I’m insured through my company, so this scares me immensely. Losing my insurance and having to find private insurance is simply not economically viable for me and my family.
The Washington Post states that:
Because McCain would create a new tax break and not completely get rid of the existing tax breaks, his plan would cost $1.3 trillion over 10 years, according to the nonpartisan Tax Policy Center. The center predicts it would only cover about 5 million new people with insurance at its peak.
By contrast, the center predicts Obama’s plan would cost $1.6 trillion over 10 years but eventually get insurance to an additional 34 million people.
So there’s one more bad idea from the McCain camp. If I had a dollar for every bad idea from both campaigns then I could afford my own health care.
You know, E.D., I never thought I’d hear myself say it — but I think national health care might be the way to go.
I gave birth to my Maggie in England, and the care was top-notch. As was ongoing maintenance care for various things. Sure, if I needed a knee replacement, or chemotherapy, I might have to wait, on the national plan. But the wait is not what we have been given to believe. Deaths due to waiting have been greatly exaggerated. Plus, there’s always the option to go private. Expensive, yes — but I’ve been witness to, and active participant in, fundraising efforts to help with medical costs right here in the U.S., for people who need it and can’t afford it.
The thing to realize here is these situations are relatively rare, given the population as a whole.
What the deranged left — and unrepentant capitalists — don’t want to grasp is that yes, quality health care IS a human right — but it doesn’t have to infringe ON human rights. Nor impose yet more government on individuals. There IS a middle way.
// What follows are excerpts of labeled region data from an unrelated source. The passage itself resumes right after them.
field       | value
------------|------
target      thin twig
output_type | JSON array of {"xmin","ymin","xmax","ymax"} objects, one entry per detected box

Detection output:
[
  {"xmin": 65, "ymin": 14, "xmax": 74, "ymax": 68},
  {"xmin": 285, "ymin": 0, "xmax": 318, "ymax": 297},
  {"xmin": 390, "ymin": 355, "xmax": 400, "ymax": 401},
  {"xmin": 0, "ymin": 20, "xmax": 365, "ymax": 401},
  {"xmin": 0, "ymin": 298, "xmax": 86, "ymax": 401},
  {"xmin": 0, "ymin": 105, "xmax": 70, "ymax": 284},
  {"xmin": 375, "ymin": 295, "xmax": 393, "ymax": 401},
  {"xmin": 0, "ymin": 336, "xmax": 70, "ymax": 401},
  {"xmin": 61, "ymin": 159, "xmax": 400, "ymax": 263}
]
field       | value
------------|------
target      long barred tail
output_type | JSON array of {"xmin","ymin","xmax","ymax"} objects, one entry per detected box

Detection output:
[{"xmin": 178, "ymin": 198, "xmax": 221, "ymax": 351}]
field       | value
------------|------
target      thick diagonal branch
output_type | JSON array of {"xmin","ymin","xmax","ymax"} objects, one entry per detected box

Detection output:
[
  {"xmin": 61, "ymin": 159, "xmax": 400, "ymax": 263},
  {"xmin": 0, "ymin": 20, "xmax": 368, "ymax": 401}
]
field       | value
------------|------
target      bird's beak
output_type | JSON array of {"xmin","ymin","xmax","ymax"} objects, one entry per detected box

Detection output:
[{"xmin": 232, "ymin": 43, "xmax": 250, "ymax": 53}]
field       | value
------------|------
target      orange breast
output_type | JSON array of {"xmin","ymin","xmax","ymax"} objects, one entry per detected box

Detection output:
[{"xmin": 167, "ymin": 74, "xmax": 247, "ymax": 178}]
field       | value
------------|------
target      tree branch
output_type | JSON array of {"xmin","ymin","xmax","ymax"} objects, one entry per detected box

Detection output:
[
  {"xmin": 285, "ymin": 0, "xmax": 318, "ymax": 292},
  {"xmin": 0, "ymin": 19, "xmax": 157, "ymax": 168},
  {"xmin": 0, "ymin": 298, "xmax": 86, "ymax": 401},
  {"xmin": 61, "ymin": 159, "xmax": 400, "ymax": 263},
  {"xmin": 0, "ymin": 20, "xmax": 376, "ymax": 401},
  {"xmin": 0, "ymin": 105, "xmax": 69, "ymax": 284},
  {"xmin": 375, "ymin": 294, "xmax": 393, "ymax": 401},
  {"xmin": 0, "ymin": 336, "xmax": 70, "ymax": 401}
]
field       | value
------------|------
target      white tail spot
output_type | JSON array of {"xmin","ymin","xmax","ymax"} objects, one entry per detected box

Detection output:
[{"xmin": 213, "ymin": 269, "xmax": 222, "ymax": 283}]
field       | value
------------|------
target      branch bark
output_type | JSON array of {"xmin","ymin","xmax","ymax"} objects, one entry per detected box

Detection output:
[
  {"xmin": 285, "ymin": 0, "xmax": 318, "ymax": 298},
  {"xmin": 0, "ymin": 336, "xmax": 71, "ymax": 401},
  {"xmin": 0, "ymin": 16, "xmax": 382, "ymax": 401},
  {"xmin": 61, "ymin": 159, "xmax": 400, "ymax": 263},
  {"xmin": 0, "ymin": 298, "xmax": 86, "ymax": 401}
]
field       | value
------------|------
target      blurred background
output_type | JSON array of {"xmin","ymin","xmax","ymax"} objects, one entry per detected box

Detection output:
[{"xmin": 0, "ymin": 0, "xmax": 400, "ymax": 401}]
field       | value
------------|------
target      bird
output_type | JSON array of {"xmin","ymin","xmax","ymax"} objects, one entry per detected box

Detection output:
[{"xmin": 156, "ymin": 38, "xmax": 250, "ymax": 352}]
I think it’s time for us to try nationalized health care, with, yes, taxes to pay for same — but with market-force, and common-sense regulation, controls in place. I see nationalized health care as dealing only with basic, and common, complaints. Specialization would be private — and there, I think, market would drive cost. Any specialist not driven by greed would earn a good living. Therefore, specialists who charge out-of-possibility fees would find themselves marginalized.
The reality is employers can’t afford health insurance, anymore. It’s like the choice of the poor elderly — do I eat, or do I keep myself warm?
As I said — I never thought I’d hear myself advocate standardized health care. But then — we are heading into uncharted waters, these days.